TABLE 2

Summary of Recommendations

Recommendation	Summary
1	• Microdosing can be used to confirm target specificity but is insufficient for intraoperative imaging.
2	• It is currently unclear if the device and the drug product should be paired or general parameters for devices set for each drug product. Discussions during a pre-IND meeting or during a subsequent meeting with FDA (such an end of phase 2 meeting) should address combination product development considerations. However, it is preferable for device manufacturers to seek marketing approval without restriction of the device to any specific optical imaging agent if the device can successfully image more than 1 fluorophore within the device’s excitation/emission spectrum.
3	• Dose- and time-ranging studies should be performed in phase I clinical trial setting. A dose-escalation study designed to detect optimal imaging contrast during surgery as well as safety is generally preferred over a trial design or dosing schedule intended solely to assess imaging agent safety.
4	• Considering the multiple indications optical imaging agents may ultimately be approved for, the common verification for a cancer indication should be demonstration that the imaging successfully delineates normal from abnormal tissue. There is a consensus that a standard methodology should be introduced to accomplish the correlation of fluorescence with the presence of tumor.

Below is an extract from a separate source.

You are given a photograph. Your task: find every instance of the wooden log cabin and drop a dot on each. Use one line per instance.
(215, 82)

5	• The general consensus is that in order for optically guided surgery to advance to routine clinical use, there must be a widely adopted methodology for fluorescence assessment. This degree of standardized and objective assessment will be helpful for regulatory approval to critically demonstrate the ability of the technique to provide disease-specific contrast.
6	• Acceptable toxicity for optical contrast agents for oncologic surgery should be between diagnostic and therapeutic agents.
7	• Grade 2 toxicity in 20% of the population is an acceptable threshold as a dose limiting toxicity.